Inequality and consumption variability

Josh Merfeld

KDI School of Public Policy and Management

IZA

Jonathan Morduch

NYU Wagner School of Public Service

November 14, 2024

Lots of progress on poverty

But inequality much more stubborn

Where does this data come from?

  • How do we calculate poverty and inequality?
    • In developing countries, usually household surveys
  • Hard to collect accurate data!
    • Do you know how much money you spent on maize in the last 365 days?
    • So we ask about shorter time frames, like 7 days

Where does this data come from?

  • In developed countries, this is often administrative data
    • Usually for the entire year
  • So we tend compare across developed and developing countries
    • “Poverty rate is the proportion of people living on less than X dollars per person per day”
    • This value is X lower in country Y than country Z
  • Merfeld and Morduch (2024): But poverty in the two contexts measures something inherently different
    • In developing countries, the poverty rate is the mean proportion of the year that people live in in poverty

Something similar with inequality

  • How do we interpret inequality?
    • We think most people think of it as differences in income/expenditures across households
  • Inequality as measured is a combination of two things:
    • Inequality across households (traditional inequality)
    • “Inequality” within households across time

Household expenditures

We only observe one random month

Another possible sample

Inequality, mathematically

  • Inequality as measured in LDCs combines this variability across time, within households
  • We decompose a Theil index into both of these components.
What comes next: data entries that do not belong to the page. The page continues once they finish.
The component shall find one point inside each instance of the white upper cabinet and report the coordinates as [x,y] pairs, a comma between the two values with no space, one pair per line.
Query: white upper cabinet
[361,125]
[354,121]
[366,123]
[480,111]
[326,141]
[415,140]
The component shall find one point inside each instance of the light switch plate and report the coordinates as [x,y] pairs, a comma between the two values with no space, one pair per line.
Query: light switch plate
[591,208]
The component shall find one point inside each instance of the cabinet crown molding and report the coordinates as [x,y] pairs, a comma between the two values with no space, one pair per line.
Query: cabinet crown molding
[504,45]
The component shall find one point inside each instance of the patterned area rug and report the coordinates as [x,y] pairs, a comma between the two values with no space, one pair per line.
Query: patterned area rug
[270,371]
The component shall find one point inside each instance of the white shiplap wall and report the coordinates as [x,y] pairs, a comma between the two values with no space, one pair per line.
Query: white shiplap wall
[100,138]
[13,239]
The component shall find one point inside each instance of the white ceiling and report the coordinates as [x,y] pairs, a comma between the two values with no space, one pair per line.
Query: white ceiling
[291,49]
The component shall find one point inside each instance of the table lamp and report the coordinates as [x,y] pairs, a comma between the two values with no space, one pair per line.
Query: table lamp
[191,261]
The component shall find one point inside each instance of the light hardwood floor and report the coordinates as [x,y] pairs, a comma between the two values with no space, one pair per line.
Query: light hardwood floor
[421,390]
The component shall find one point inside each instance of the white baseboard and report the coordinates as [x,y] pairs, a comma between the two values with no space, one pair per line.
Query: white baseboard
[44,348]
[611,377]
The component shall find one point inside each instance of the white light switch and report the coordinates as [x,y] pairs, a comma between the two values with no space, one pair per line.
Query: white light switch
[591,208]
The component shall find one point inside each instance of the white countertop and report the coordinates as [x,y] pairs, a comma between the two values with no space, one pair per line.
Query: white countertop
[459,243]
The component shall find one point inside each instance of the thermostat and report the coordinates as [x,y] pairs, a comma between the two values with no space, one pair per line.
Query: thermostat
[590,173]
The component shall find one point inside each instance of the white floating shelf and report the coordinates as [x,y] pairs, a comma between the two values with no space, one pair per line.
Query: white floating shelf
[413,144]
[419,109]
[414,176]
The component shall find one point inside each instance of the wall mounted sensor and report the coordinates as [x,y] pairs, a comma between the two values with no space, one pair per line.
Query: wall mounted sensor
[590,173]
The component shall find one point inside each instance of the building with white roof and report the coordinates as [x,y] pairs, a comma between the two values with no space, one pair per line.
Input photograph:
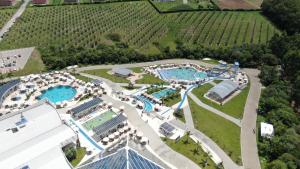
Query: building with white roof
[266,130]
[34,137]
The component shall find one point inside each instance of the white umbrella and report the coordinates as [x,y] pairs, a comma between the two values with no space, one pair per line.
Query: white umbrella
[121,130]
[139,134]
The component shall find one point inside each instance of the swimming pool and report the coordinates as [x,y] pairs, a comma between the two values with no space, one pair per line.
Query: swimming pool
[58,94]
[99,120]
[163,93]
[147,103]
[185,73]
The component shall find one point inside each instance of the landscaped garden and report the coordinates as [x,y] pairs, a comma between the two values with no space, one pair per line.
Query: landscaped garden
[104,73]
[220,130]
[192,150]
[138,24]
[234,107]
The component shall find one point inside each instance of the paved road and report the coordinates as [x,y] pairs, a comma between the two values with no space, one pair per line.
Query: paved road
[175,61]
[160,148]
[248,138]
[11,22]
[227,161]
[224,115]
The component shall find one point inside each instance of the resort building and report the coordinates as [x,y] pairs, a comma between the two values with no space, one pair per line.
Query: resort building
[222,90]
[124,158]
[266,130]
[8,88]
[39,2]
[7,2]
[123,72]
[86,108]
[34,137]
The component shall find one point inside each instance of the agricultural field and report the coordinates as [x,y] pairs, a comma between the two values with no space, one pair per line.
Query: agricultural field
[178,5]
[5,15]
[138,24]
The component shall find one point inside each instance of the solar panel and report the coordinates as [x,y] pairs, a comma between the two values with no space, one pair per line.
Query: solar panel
[6,87]
[86,105]
[105,127]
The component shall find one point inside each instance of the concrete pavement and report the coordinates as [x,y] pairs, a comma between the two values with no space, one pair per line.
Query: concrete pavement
[248,137]
[156,144]
[11,22]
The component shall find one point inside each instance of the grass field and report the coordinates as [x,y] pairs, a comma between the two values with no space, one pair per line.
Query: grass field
[221,131]
[149,79]
[34,65]
[104,73]
[5,15]
[192,151]
[138,24]
[234,107]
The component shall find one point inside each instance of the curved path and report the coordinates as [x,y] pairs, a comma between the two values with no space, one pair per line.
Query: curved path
[248,138]
[156,144]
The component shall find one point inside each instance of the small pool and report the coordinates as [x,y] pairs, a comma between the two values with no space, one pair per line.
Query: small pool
[163,93]
[99,120]
[58,94]
[185,73]
[147,104]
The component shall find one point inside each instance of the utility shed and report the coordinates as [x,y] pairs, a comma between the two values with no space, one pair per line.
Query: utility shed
[266,130]
[222,90]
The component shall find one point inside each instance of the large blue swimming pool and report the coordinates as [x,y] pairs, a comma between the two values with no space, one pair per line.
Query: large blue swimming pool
[163,93]
[58,94]
[185,73]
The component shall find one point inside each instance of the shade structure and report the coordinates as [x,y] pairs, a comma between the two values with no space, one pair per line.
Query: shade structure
[139,134]
[105,139]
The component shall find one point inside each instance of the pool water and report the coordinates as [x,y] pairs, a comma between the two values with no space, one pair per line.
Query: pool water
[186,73]
[58,94]
[99,120]
[163,93]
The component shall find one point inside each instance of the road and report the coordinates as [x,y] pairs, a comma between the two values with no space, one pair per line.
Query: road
[11,22]
[156,144]
[248,137]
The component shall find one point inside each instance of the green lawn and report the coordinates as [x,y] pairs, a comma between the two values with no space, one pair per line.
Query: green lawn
[220,130]
[80,152]
[104,73]
[192,151]
[234,107]
[137,69]
[149,79]
[33,65]
[170,101]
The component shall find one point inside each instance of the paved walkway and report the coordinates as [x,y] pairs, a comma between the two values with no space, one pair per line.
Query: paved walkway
[156,144]
[11,22]
[248,138]
[227,162]
[224,115]
[188,116]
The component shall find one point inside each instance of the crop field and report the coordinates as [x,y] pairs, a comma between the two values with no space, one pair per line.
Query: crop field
[138,24]
[5,15]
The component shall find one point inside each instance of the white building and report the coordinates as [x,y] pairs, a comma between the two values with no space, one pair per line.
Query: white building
[266,130]
[33,138]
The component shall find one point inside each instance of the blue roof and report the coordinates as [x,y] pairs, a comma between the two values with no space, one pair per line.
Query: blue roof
[8,86]
[122,159]
[86,105]
[224,88]
[122,71]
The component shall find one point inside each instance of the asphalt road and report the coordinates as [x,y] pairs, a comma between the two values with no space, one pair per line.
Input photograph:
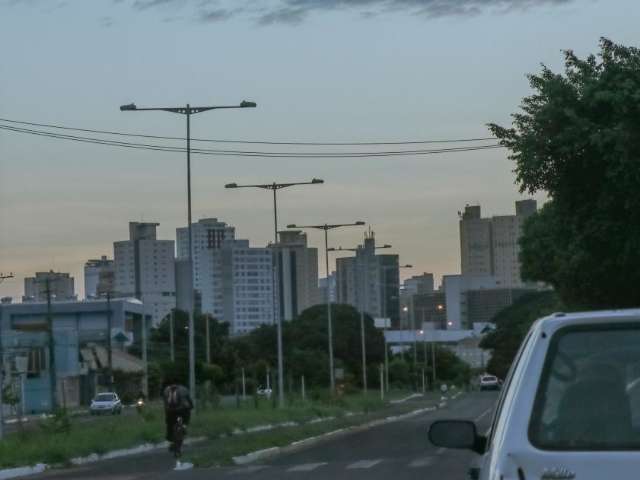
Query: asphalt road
[398,450]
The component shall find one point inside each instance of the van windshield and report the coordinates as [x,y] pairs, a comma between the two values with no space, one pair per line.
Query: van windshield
[589,393]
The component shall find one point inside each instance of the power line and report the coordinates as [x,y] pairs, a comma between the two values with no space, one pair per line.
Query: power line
[259,142]
[243,153]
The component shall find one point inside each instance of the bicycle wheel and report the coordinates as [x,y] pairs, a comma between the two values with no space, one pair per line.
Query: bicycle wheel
[178,437]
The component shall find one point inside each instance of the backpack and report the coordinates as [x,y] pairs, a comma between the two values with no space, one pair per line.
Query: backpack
[173,398]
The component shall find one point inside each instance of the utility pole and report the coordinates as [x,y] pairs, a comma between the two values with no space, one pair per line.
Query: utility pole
[277,318]
[145,378]
[52,347]
[208,339]
[326,227]
[2,278]
[172,352]
[187,111]
[109,346]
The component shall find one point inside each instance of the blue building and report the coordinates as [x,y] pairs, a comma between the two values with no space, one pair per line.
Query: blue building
[81,335]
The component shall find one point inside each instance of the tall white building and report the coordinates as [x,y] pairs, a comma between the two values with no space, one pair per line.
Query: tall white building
[145,268]
[370,280]
[61,287]
[297,267]
[234,280]
[99,275]
[489,246]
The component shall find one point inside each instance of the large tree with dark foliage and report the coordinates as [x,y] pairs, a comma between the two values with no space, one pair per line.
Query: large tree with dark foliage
[577,138]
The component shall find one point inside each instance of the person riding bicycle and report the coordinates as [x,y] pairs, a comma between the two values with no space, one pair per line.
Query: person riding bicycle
[177,404]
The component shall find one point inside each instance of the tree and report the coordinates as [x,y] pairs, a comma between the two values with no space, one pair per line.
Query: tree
[577,139]
[512,324]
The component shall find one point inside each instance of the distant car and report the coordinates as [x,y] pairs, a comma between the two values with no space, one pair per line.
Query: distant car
[569,408]
[264,392]
[108,402]
[489,382]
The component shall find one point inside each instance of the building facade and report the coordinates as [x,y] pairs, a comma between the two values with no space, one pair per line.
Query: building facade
[370,282]
[145,269]
[297,274]
[99,277]
[82,333]
[61,287]
[489,246]
[234,282]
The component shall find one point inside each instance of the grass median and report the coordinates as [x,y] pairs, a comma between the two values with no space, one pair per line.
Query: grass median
[88,436]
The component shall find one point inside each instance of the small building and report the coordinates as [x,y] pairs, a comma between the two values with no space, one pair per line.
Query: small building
[82,334]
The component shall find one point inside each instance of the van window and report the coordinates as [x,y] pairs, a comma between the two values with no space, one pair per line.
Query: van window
[589,393]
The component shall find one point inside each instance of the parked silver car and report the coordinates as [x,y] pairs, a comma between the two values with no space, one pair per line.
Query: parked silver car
[107,402]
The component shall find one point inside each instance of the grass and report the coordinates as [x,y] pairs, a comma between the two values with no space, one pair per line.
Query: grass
[220,451]
[112,433]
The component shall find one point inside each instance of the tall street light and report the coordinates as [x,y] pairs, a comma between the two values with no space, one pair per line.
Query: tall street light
[384,311]
[326,227]
[187,111]
[363,305]
[275,186]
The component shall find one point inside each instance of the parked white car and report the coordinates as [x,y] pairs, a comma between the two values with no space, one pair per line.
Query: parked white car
[107,402]
[264,392]
[569,408]
[489,382]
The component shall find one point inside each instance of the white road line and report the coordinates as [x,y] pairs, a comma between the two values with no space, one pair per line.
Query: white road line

What we think we are measuring:

\[\begin{equation} T_{L} = \frac{1}{N} \sum^{N}_{i=1} \ln \left( \frac{\mu}{\bar{x}_i} \right) \end{equation}\]

  • \(\bar{x}_i\) is each household’s mean expenditure
  • \(\mu = \frac{1}{N} \sum^{N}_{i=1} \bar{x}_i\) is overall mean

Inequality, mathematically

  • What we are actually measuring (where \(x_{it}\) is observed expenditures, which is a random draw for each household):

\[\begin{align} T_{L-HF} =& \frac{1}{N} \sum^{N}_{i=1} \ln \left( \frac{\mu}{x_{it}} \right) \end{align}\]

\[\begin{align} \neq \frac{1}{N} \sum^{N}_{i=1} \ln \left( \frac{\mu}{\bar{x}_i} \right) \end{align}\]

Inequality, mathematically

  • What we are actually measuring (where \(x_{it}\) is observed expenditures, which is a random draw for each household): \[\begin{align} T_{L-HF} =& \frac{1}{N} \sum^{N}_{i=1} \ln \left( \frac{\mu}{x_{it}} \right) \\ =& \frac{1}{N} \sum^{N}_{i=1} \ln \left( \frac{\mu}{x_{i}}\frac{x_{i}}{x_{it}} \right) \\ =& \frac{1}{N} \sum^{N}_{i=i} \ln \left( \frac{\mu}{x_{i}} \right) + \frac{1}{N} \sum^{N}_{i=i} \frac{1}{T} \sum^{T}_{t=i} \ln \left( \frac{x_i}{x_{it}} \right) \\ =& T_{L} + V_{L}. \end{align}\]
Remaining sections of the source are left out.